In his second season at the club, he made 33 total appearances in which he scored four goals, as Cambuur suffered relegation to the second-tier Eerste Divisie.

During the 2016–17 season, his first in the second division, he distinguished himself by scoring a total of 22 goals, including two hat-tricks – both scored against TOP Oss.

===Utrecht===
On 2 June 2017, it was announced that Van de Streek would sign with FC Utrecht on a three-year deal. He made his debut on 13 July 2017 in a Europa League qualifier against Valletta, starting in the 0–0 draw. During the 2017–18 season he scored a total of 10 goals, including a brace away against Roda JC Kerkrade.
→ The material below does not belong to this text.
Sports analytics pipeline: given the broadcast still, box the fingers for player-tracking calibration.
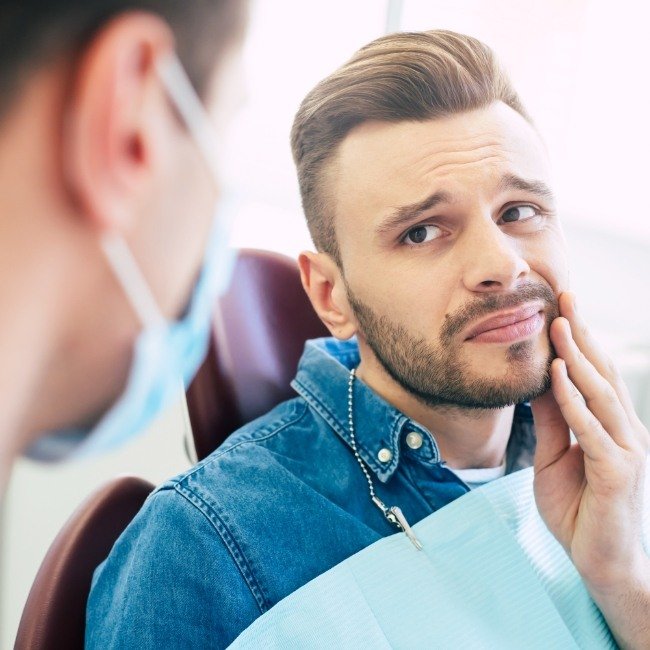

His goals made him the second highest goalscorer in his team that season, only behind Zakaria Labyad.

At the end of the 2020–21 season, Van de Streek was voted Utrecht Player of the Season by the fans, winning the Di Tommaso Trophy.

===Antalyaspor===
On 18 August 2023, van de Streek signed a contract with Turkish club Antalyaspor for two seasons with an optional third.